Build automation and tooling around application management, such as deployments, configuration changes and disaster recovery scenarios.
Implement and evangelize Observability and monitoring systems to proactively detect problems and identify cause.
Evaluate capacity of the application on a continuous basis to provide stats to the Product/Business teams and recommend an efficient path to scale for future needs.
Identify performance bottlenecks and work with cross-functional teams to troubleshoot and resolve issues.
Implement standards across multiple disciplines, systems and practices to improve the overall application delivery.
Work directly with application development teams to provide feedback and technical requirements to the software development lifecycle, implementing best-practice microservice design patterns and other modern software development approaches.
Serve as a technical liaison for the application and provide documents and runbooks to Level 1 and Level 2 teams.
Participate in 24 X 7 on-call rotation.
Be a champion of excellent processes; take the initiative in developing repeatable patterns and standard, re-usable work across teams.
Support the company's commitment to protect the integrity and confidentiality of systems and data.
Requirements
Education and experience typically obtained through completion of a Bachelor’s Degree in Business and/or Computer Science or related field.
3+ years of related experience managing large complex projects in a technical or software development environment inclusive of post-graduate degree
Demonstrated experience in effective Incident and Problem Management
Proven related work experience in a medium to large scale enterprise.

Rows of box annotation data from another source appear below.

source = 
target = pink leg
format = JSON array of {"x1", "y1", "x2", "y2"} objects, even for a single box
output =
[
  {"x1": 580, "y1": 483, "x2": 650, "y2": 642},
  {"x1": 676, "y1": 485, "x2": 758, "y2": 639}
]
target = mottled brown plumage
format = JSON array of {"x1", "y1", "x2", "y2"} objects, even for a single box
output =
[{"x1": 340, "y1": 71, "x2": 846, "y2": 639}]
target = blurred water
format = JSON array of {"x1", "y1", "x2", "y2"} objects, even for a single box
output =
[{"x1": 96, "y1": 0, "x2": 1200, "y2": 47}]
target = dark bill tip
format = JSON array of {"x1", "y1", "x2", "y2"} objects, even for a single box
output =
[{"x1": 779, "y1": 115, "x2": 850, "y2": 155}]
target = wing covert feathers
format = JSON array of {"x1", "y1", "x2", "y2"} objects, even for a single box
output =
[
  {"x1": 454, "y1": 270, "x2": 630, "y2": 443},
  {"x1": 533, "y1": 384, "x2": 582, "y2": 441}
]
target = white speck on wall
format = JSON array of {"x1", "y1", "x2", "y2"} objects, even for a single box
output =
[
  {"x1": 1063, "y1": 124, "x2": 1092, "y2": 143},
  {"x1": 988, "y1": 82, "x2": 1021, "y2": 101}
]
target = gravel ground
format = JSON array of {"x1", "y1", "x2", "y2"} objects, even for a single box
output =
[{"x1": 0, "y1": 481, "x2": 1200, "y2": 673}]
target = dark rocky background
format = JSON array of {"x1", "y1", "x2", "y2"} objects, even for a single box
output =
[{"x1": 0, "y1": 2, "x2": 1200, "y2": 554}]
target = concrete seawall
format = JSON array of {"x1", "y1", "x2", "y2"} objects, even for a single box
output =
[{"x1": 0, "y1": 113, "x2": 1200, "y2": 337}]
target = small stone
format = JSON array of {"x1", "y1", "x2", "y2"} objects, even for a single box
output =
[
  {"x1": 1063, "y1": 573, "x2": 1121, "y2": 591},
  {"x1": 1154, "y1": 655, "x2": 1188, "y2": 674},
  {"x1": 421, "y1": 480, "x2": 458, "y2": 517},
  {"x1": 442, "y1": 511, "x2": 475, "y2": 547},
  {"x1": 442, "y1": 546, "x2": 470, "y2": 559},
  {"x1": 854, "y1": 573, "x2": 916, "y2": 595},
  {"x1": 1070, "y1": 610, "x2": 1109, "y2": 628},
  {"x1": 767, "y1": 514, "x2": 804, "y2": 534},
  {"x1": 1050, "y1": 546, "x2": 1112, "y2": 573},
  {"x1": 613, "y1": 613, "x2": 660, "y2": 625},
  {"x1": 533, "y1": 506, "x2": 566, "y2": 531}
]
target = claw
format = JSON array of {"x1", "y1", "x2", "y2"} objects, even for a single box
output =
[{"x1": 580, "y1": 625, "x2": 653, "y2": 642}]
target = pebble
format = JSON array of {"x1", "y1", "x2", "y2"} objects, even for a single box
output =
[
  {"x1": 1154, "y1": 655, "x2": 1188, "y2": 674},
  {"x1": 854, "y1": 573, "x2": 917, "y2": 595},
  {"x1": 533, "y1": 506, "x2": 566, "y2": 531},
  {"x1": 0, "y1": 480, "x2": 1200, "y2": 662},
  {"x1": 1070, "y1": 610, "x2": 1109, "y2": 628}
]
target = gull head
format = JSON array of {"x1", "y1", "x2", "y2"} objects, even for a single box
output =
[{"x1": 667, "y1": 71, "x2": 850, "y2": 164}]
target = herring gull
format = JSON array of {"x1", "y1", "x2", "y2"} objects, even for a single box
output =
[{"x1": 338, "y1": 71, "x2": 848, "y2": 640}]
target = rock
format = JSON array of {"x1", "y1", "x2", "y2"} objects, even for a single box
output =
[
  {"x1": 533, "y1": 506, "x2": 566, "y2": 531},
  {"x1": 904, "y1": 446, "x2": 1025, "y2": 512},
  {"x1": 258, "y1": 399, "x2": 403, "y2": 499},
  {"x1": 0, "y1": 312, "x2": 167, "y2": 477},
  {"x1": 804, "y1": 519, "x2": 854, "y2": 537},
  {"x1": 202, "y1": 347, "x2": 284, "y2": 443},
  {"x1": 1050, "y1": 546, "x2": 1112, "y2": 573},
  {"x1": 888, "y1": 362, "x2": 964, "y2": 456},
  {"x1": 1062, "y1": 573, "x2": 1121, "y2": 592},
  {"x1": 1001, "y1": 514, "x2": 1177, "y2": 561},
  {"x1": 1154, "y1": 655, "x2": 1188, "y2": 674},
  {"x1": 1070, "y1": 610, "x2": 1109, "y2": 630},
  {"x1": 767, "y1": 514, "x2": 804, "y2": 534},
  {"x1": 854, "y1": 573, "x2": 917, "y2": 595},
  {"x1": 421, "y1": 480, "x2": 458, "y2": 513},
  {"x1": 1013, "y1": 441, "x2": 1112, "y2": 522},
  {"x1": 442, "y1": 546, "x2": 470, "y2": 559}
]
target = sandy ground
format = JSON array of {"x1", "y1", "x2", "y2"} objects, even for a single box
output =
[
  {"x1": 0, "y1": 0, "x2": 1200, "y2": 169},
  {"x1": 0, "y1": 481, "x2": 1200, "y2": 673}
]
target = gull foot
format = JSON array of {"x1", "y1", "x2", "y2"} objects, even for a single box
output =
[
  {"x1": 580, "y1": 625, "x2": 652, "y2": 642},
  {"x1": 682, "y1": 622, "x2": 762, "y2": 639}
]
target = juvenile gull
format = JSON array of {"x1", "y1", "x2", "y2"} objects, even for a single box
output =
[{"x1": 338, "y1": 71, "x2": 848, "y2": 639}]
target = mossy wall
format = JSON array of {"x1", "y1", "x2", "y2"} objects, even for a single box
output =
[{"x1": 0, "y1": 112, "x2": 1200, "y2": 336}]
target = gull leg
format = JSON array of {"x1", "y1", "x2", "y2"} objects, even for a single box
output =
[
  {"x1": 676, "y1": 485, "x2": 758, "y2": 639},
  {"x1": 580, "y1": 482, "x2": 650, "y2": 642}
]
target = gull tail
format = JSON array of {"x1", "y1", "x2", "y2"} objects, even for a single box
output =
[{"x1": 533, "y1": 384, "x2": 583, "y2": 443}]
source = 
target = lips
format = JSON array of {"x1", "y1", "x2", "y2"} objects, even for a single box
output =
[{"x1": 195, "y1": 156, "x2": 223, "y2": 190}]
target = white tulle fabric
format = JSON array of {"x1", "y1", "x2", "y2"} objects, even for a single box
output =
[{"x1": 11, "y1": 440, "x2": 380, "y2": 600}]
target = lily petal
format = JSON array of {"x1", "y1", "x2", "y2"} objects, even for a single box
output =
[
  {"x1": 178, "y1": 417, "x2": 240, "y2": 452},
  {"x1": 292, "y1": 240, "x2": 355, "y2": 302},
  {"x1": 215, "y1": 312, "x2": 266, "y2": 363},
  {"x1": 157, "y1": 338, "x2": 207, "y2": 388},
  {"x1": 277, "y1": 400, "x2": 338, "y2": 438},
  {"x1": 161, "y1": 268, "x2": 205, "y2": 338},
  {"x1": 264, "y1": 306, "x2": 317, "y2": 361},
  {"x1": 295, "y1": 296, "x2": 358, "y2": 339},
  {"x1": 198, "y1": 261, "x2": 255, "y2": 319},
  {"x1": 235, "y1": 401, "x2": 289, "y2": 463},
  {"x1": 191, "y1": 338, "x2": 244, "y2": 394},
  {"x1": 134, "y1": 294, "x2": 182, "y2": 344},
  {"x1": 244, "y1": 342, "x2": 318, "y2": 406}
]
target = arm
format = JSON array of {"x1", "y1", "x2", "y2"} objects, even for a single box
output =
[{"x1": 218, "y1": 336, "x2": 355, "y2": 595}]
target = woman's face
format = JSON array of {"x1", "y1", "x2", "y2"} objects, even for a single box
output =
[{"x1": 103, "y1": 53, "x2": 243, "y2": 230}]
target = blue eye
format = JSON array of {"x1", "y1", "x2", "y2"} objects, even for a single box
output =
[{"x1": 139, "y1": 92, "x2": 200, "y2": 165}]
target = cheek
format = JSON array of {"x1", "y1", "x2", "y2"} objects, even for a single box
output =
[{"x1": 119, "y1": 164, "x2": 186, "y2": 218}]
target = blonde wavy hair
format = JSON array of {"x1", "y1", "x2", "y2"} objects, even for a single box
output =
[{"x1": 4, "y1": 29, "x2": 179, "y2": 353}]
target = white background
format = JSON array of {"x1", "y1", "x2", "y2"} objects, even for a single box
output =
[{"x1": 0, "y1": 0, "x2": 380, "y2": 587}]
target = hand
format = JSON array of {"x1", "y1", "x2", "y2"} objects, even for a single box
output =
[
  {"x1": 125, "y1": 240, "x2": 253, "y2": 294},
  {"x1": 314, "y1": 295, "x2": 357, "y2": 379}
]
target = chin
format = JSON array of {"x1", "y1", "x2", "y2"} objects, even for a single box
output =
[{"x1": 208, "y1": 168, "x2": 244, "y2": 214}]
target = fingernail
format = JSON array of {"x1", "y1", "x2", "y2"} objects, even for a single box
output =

Strong understanding of scripting languages
Hands on experience implementing and using modern Observability solutions.
Linux systems administration
Good knowledge of Git
Experienced with security and encryption protocols.
Comfortable with facilitating collaboration, open communication and reaching across functional borders.
Excellent oral and written communication and people skills.
High level of customer responsiveness, excellent documentation and communication skills and attention to detail.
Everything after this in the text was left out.